History of the Vieux Carré Commission
New Orleans was the first city to pass an ordinance creating a historic district. An amendment to the Louisiana Constitution of 1921 (Article XIV, Section 22A) laid the groundwork the for creation of the Vieux Carré Commission. This amendment specifically addressed the preservation of the "quaint" traditional architecture in New Orleans' Vieux Carré, the so-called French Quarter, and enabled the creation of a municipal body to safeguard the structures bounded by Iberville Street, Esplanade Avenue, North Rampart Street and the Mississippi River.
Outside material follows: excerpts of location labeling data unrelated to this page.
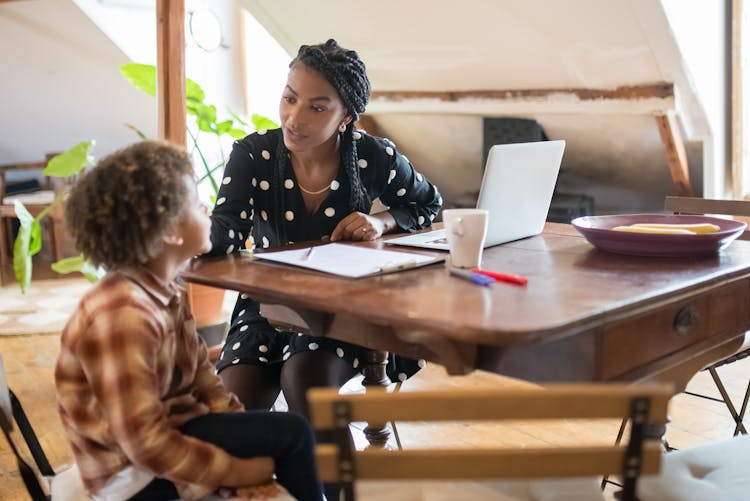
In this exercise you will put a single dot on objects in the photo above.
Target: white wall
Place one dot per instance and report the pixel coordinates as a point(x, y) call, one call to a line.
point(699, 30)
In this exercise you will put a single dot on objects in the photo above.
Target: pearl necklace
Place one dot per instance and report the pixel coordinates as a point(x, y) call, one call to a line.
point(318, 192)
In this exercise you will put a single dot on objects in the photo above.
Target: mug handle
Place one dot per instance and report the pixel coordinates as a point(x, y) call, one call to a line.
point(458, 228)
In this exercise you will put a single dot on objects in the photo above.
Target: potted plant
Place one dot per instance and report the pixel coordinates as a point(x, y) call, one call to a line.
point(205, 301)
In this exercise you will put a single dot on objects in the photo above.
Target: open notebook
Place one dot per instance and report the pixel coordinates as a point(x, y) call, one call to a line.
point(350, 260)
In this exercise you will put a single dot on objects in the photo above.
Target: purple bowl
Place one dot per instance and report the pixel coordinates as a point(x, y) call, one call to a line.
point(598, 231)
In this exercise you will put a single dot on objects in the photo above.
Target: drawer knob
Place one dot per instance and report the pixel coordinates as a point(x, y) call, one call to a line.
point(685, 319)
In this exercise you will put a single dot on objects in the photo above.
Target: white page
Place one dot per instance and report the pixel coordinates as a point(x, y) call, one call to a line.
point(349, 260)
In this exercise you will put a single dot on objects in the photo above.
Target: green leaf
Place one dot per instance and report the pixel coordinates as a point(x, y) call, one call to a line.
point(260, 122)
point(193, 91)
point(141, 76)
point(206, 118)
point(237, 117)
point(224, 127)
point(21, 247)
point(72, 161)
point(237, 133)
point(68, 265)
point(81, 265)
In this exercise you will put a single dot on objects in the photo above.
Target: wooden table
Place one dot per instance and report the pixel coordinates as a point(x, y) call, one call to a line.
point(585, 315)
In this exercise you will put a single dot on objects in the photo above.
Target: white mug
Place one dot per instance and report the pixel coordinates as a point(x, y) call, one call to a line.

In 1925 the Commission Council of New Orleans, responding to pressure from the local chapter of the American Institute of Architects, established the first Vieux Carré Commission. This first commission faltered, however, because the agency was merely advisory in function. The successful 1936 legislation derived from the efforts of a small group of determined activists during this period who insured the continuing preservation of the only intact Spanish and French Colonial settlement remaining in this country.
Act 139 of 1936 amended the Constitution of the State of Louisiana to authorize the New Orleans City Council to create the Commission and to define its composition, purpose, and area of jurisdiction. The authority of the Commission is further described in Articles I, II, III, IV & V in Chapter 166 of the 1995 Code of the City of New Orleans.